For those interested in language or translation, there are a large number of relevant groups on Facebook. These groups are also well suited for networking, and it is easy to create your own Facebook groups and discussion areas. You can set these as hidden from public view if need be. Keep in mind Facebook’s privacy settings – you can use your settings to determine who gets to view your message on each post.
LinkedIn is a kind of professional Facebook where you can network with professionals from your own industry as well as from others. LinkedIn also works as an online CV, and you can use it to recommend colleagues. On LinkedIn, you should focus on showcasing your qualifications and keeping your professional profile up-to-date.

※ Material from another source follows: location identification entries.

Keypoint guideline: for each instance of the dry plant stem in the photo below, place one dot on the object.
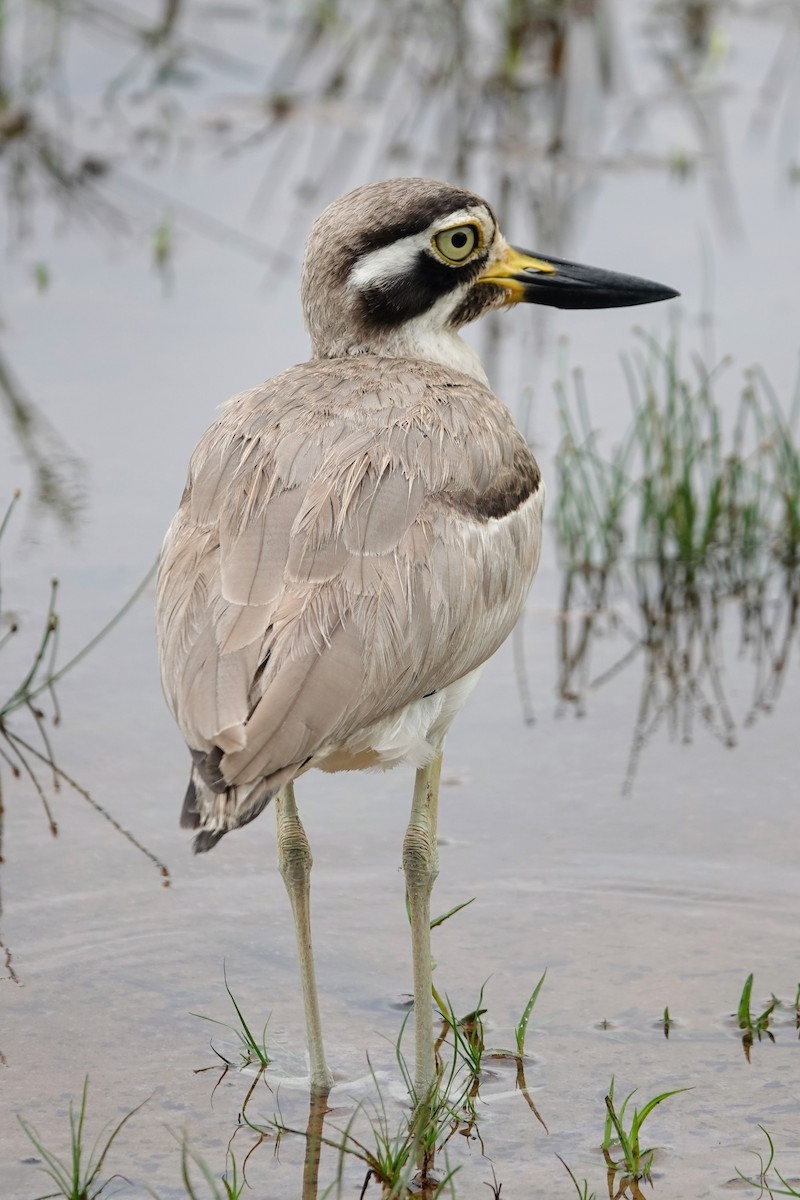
(421, 867)
(295, 863)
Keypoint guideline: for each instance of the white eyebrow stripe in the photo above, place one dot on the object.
(400, 257)
(389, 262)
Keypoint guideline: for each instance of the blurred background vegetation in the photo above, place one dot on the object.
(539, 103)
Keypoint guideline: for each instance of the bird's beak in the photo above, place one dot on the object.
(553, 281)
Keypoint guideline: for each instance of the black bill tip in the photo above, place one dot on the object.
(575, 286)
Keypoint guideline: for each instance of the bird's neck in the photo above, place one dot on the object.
(415, 340)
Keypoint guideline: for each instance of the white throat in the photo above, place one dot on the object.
(421, 339)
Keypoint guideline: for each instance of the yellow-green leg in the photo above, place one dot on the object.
(295, 863)
(421, 867)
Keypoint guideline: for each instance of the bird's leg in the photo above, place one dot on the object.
(295, 863)
(421, 867)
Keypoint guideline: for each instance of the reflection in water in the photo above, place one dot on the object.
(403, 1147)
(517, 93)
(26, 748)
(685, 523)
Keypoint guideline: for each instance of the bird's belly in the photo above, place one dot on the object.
(410, 736)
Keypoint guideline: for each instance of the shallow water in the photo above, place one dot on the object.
(669, 895)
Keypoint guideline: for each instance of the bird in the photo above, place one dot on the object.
(358, 537)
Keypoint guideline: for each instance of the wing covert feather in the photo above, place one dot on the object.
(330, 561)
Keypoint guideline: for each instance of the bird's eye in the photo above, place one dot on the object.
(457, 244)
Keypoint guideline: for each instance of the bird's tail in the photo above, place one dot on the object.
(214, 813)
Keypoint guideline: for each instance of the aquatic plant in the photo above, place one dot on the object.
(636, 1161)
(686, 515)
(753, 1026)
(229, 1187)
(78, 1177)
(762, 1181)
(583, 1192)
(251, 1049)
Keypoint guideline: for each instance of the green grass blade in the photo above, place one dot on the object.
(522, 1027)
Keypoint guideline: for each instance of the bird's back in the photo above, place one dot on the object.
(355, 535)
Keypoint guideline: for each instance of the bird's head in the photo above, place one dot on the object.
(400, 267)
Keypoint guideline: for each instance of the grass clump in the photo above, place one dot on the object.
(696, 508)
(753, 1026)
(78, 1175)
(251, 1049)
(637, 1161)
(583, 1191)
(762, 1181)
(229, 1187)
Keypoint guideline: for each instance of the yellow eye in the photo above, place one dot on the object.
(457, 244)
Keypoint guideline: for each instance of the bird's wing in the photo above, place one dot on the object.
(352, 538)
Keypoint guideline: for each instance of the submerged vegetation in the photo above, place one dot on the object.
(79, 1175)
(693, 515)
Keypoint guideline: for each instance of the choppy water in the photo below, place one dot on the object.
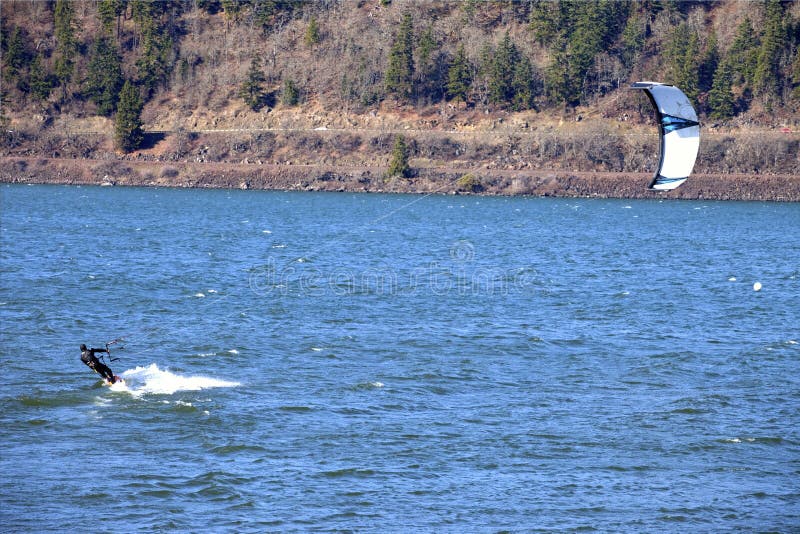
(299, 361)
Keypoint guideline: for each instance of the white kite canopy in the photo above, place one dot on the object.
(679, 131)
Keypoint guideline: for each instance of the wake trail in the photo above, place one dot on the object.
(151, 379)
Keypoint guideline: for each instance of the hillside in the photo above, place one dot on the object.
(474, 86)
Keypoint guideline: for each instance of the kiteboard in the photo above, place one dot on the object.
(679, 132)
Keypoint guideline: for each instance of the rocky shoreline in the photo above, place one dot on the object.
(561, 183)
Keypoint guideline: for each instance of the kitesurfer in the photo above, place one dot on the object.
(88, 357)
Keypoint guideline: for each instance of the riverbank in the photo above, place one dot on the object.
(561, 183)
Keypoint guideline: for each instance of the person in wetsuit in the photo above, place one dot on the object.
(88, 357)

Twitter is an entirely public forum. Anyone can follow and converse with anyone else. It’s easy to find accounts worth following, and you can even tweet about professional matters – within the bounds of discretion and confidentiality, of course. An active user gets the most out of Twitter. You should focus on the proper use of hashtags, as well as writing a good Twitter bio, so that followers can find your profile.
There are several different sites for sharing photos and videos, such as Instagram, Snapchat and Periscope. Using any of these would entail a willingness to share visual content about your life and/or work.
As with all interaction, you should consider your best approach online. Your preferred method of communication will always be the most effective. There are different organizations that offer social media training, and proper training is never a waste.